Nothing in the current DevOps propaganda takes any of this into account, hence Samuel’s observation is correct.
On the other side, there is little movement in DBA land. There is a very complacent DBA crowd, and there are extremely complacent companies. Oracle for example never ran their own products at scale, at least MySQL as a company, and later as a division in Oracle, never did it at scale until recently.
So MySQL always had a bunch of wrong defaults, broken upgrade paths, insecure workflows and so on – until Oracle Cloud was a thing. Suddenly Oracle, at least Blue Oracle, had to actually run operations for their own stuff. And that was good: the last 2 years have done more for MySQL Operational Simplicity than all the 20 years before.

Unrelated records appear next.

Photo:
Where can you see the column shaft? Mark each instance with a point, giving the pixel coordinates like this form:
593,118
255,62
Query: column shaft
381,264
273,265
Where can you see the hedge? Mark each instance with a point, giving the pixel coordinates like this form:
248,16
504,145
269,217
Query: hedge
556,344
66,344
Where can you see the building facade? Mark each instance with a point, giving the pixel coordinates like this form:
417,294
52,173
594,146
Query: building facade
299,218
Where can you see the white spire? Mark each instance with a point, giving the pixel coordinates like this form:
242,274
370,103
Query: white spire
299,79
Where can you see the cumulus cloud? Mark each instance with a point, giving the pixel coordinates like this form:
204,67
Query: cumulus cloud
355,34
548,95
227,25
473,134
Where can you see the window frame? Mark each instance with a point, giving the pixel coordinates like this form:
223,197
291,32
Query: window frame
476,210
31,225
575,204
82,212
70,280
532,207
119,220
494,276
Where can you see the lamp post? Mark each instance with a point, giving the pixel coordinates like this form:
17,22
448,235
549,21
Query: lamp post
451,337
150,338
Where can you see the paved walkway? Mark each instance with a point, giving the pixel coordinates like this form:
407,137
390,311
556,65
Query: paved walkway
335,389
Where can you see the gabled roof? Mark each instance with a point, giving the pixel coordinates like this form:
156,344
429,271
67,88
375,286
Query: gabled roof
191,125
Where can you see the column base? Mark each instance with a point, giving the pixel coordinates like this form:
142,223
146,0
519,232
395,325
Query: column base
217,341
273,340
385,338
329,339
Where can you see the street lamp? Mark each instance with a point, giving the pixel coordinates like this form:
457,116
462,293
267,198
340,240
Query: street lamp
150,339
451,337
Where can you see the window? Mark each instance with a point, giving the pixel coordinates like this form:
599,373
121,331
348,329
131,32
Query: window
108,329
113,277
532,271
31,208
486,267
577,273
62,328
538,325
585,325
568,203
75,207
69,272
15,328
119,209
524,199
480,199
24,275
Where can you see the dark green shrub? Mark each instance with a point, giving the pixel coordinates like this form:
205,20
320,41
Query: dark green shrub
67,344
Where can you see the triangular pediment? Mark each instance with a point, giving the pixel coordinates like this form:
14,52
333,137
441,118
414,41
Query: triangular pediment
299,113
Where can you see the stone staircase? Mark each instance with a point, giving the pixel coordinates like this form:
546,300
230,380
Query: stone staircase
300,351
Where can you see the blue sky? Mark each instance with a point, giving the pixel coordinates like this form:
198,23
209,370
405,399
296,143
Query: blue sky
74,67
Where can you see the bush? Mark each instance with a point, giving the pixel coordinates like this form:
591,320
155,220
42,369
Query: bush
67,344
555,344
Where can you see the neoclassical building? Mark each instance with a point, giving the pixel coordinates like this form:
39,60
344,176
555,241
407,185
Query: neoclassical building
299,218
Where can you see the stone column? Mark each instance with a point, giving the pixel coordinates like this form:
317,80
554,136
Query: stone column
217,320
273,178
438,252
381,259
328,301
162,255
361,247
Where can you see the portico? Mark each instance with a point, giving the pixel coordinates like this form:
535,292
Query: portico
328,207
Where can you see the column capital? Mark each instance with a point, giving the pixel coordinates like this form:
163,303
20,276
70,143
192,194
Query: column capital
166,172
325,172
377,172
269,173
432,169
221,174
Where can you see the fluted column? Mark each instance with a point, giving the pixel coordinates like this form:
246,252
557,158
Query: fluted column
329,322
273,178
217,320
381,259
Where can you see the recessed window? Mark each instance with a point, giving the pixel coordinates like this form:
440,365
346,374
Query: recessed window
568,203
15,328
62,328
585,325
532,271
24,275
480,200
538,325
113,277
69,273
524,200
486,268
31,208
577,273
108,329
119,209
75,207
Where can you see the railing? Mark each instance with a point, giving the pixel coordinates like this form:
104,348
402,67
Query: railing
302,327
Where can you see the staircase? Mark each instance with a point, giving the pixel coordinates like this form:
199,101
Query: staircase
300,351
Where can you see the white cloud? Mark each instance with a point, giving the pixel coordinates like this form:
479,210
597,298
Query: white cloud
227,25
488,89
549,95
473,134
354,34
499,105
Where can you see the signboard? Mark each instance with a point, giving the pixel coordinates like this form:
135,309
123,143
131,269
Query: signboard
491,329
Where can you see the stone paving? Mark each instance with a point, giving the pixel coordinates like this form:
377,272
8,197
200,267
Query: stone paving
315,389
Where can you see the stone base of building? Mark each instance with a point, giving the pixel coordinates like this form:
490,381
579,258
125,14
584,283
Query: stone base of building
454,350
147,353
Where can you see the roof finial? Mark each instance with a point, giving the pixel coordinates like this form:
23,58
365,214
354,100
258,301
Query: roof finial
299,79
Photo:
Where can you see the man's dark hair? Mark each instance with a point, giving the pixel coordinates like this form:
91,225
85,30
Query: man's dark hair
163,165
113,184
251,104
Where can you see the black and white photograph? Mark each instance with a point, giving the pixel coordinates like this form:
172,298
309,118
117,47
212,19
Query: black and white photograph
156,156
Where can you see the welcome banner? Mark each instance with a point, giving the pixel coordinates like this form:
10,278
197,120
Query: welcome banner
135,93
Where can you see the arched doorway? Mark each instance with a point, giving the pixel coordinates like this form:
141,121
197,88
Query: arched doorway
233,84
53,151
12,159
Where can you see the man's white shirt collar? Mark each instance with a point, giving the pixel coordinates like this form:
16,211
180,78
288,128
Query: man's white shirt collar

On the DBA side: most DBA departments positioned themselves as “guardians of the data” and as choke points, like old sysadmins did before DevOps. They also did not automate database operations properly (“as a service”). So there are few mature operational concepts for databases in the field, and even fewer codebases implementing them. Mostly, I believe because there was never sufficient pressure.
There is also not a lot of tooling for developers. If you look at MySQL blogs, for example the collection at Planet MySQL , you will find that they often write about the database from an operational point of view (“How to configure mysql”, “How to make a backup”).
Only rarely, they write from a developer point of view (“How can I see my query performance through the ORM”, “What is the right way to notice a rollback, and restart a transaction in my host language”, “What is an efficient way to handle RMW-cycles in my host language”).
There is a big divide between Developers as users of a database, DBAs, and vendors/bloggers/community advocates. With this being the case, and not being acknowledged, there is little chance for development. Pickup of new strategies, discussion about gaps in tooling and social innovation is slow in such an environment.